Integrating MRI radiomics and transcriptomics to predict IDH mutation status and prognosis in glioma.
Authors
Affiliations (9)
Affiliations (9)
- Department of Neurosurgery, Shenzhen Second People's Hospital, The First Affiliated Hospital of Shenzhen University Health Science Center, Shenzhen, 518035, P. R. China.
- Guangdong Provincial Key Laboratory for Regional Immunity and Diseases, Department of Immunology, Shenzhen University School of Medicine, Shenzhen, 518060, P. R. China.
- Paul C. Lauterbur Research Center for Biomedical Imaging, Shenzhen Institutes of Advanced Technology, Chinese Academy of Sciences, Shenzhen, 518055, P. R. China.
- Department of Laboratory Medicine and Pathobiology, Temerty Faculty of Medicine, University of Toronto, Toronto, ON, Canada.
- Department of Spine Surgery, Huadong Hospital Affiliated to Fudan University, Shanghai, 200040, P. R. China.
- Paul C. Lauterbur Research Center for Biomedical Imaging, Shenzhen Institutes of Advanced Technology, Chinese Academy of Sciences, Shenzhen, 518055, P. R. China. [email protected].
- Department of Neurosurgery, Shenzhen Second People's Hospital, The First Affiliated Hospital of Shenzhen University Health Science Center, Shenzhen, 518035, P. R. China. [email protected].
- Department of Neurosurgery, Shenzhen Second People's Hospital, The First Affiliated Hospital of Shenzhen University Health Science Center, Shenzhen, 518035, P. R. China. [email protected].

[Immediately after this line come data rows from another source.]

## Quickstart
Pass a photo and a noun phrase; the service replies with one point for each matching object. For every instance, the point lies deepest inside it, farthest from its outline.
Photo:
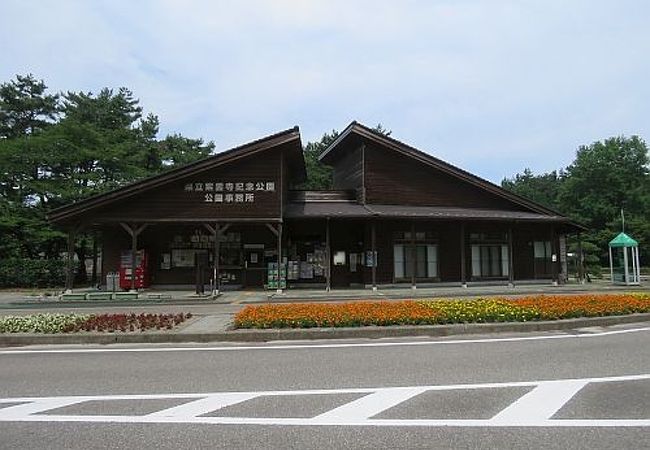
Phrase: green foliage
(604, 178)
(22, 272)
(543, 189)
(59, 148)
(41, 323)
(25, 108)
(176, 150)
(319, 176)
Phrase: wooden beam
(272, 228)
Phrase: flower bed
(72, 323)
(428, 312)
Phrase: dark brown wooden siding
(348, 171)
(173, 202)
(395, 179)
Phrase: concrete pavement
(556, 391)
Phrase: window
(490, 261)
(542, 253)
(423, 258)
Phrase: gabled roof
(623, 240)
(290, 136)
(360, 132)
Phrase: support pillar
(413, 256)
(279, 289)
(373, 245)
(93, 278)
(511, 275)
(555, 251)
(216, 231)
(463, 264)
(625, 268)
(134, 231)
(69, 272)
(611, 265)
(581, 261)
(328, 252)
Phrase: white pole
(625, 262)
(611, 265)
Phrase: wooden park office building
(395, 216)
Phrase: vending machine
(141, 270)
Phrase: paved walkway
(27, 297)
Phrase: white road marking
(541, 403)
(319, 346)
(534, 409)
(203, 405)
(37, 406)
(370, 405)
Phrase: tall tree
(543, 189)
(55, 149)
(25, 108)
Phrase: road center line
(322, 346)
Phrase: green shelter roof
(623, 240)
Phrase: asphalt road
(585, 389)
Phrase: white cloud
(492, 86)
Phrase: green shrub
(41, 323)
(19, 272)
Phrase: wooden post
(463, 268)
(625, 264)
(134, 251)
(328, 267)
(93, 278)
(134, 231)
(216, 233)
(611, 265)
(216, 273)
(69, 273)
(373, 245)
(511, 275)
(413, 256)
(581, 261)
(279, 290)
(554, 252)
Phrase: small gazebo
(624, 260)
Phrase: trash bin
(112, 281)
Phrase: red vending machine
(141, 270)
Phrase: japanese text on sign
(230, 192)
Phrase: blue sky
(491, 86)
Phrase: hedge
(16, 272)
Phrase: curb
(372, 332)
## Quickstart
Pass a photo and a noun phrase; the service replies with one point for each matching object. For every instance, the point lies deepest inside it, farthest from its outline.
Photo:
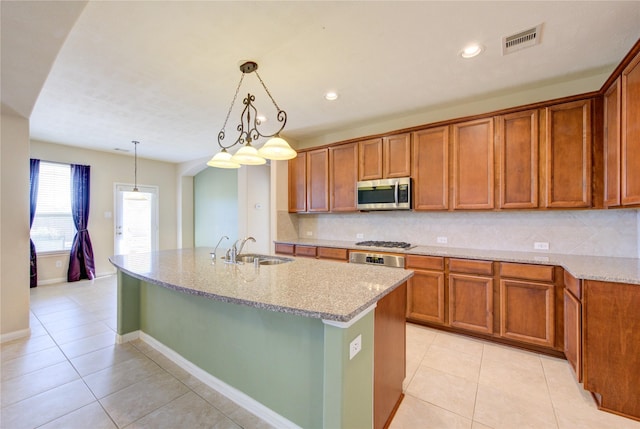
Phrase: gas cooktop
(390, 244)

- Cancer center, Shenzhen Hospital (Futian) of Guangzhou University of Chinese Medicine, Shenzhen, 518000, P. R. China. [email protected].
Abstract
To investigate MRI-based radiomic features in glioma and key genes related to IDH mutations, and to analyze their correlation. 61 MRI files from TCIA were divided into training and validation sets (7:3). An external validation set included 66 pathologically confirmed glioma patients. Regions of interest (ROIs) were manually delineated, extracting 1,037 radiomic features. Mann-Whitney U test and least absolute shrinkage and selection operator (LASSO) regression reduced and filtered features. RNA-seq data differential analysis identified key genes linked to glioma progression and IDH mutations. To ensure the comprehensiveness and robustness of our findings, we further validated the protein expression, tumor immune microenvironment, and cellular localization of these key genes utilizing Western blotting, immune infiltration analysis, single-cell RNA sequencing, and spatial transcriptomics. Correlation between radiomic features and key IDH mutation genes was analyzed. A model with nine IDH mutation-related radiomic features showed strong predictive performance. Univariate and multivariate Cox regression indicated these features predict glioma prognosis. Eight radiomic features differed significantly across MGMT methylation levels. Differential analysis identified eight key genes promoting glioma development and associated with IDH mutations. Crucially, Western blot experiments confirmed the differential expression of these proteins across IDH subtypes. Furthermore, single-cell and spatial transcriptomic analyses revealed that these genes are predominantly expressed in specific cellular subpopulations, such as astrocytes and microglia, and correlate with immune infiltrating cells, contributing to glioma malignancy. Among the nine selected radiomic features (RF1-RF9), RF3 and RF7 were significantly negatively correlated with key IDH mutation genes, while RF4 showed significant positive correlation. RF2 and RF6 exhibited significant negative correlations with MMP9. MRI-based radiomic features and models are valuable for predicting IDH mutations in gliomas. Combined with bioinformatics analysis, they aid in identifying glioma pathological types and genetic characteristics.